Weeks four and five are a gradual downhill decline. My hair grows longer and is “top-heavy.” I have to put more and more effort into styling to get it to look halfway decent.
Then, there’s the day of my next haircut appointment. All of a sudden my hair does me proud and I question whether I should keep the date with my stylist.
This morning as I glared at my recently-cut locks in the mirror, I thought about the writing cycle and its similarities to hair growth/cuts.
Even though I am excited when I begin a new book, the process isn’t without its problems. The first chapter is the hardest because it sets the story up and builds the momentum. Characters need to be developed and “gel” with each other. I inevitably spend time taming them all down and helping them find their “place” and “purpose.”
The following chapters are pure fun. As one officer on the television show SVU says, “I love it when a plan comes together.” It is so rewarding when those puzzle pieces fit together and become a beautiful picture of life as I imagine it.
Nearing the end of the book, I get a bit testy. Writing the conclusion, weaving in the lesson learned by the characters and preparing to write a satisfying epilogue are more difficult—and although I enjoy editing someone else’s work—the editing process is slow and laborious when it comes to my own.

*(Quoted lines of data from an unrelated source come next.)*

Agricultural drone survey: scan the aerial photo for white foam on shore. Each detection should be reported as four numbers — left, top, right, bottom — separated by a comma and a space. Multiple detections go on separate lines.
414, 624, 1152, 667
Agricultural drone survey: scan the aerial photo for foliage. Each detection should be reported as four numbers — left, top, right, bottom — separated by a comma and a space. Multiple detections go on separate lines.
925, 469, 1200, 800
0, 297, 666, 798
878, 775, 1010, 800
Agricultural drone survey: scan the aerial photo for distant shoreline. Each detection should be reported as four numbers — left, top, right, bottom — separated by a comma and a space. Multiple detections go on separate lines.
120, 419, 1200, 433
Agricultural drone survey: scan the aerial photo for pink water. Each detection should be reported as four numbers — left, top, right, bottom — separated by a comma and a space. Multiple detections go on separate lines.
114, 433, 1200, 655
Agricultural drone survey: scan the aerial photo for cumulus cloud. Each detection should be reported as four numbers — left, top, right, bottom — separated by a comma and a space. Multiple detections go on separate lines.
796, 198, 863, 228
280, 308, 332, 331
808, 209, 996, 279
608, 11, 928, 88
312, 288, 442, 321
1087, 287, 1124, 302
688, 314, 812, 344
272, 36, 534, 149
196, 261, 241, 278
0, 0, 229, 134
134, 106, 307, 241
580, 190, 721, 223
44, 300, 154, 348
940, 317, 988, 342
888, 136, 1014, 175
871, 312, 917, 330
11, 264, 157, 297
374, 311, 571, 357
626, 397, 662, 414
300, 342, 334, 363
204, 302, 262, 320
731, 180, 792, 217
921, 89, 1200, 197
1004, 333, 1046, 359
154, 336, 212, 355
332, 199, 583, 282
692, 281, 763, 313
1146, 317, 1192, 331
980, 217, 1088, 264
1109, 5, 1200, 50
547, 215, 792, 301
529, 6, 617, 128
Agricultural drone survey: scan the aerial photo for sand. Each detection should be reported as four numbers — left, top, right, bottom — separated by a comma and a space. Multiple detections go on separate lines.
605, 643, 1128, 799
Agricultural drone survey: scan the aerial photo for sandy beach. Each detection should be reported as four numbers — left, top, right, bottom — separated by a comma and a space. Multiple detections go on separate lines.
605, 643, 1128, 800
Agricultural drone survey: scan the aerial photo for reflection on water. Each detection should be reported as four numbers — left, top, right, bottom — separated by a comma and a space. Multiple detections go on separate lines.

As I wait for comments to come back from my Beta Readers, I reflect on the multiple edits and rewrites I have done myself. I think about how much time and money I could save if I would skip the formal edit and go directly to PUBLISH.
But, just like the times I’m facing the haircut/no-haircut dilemma, I know I will contact my editor and set the appointment.
After all, I want to like what I see in the mirror.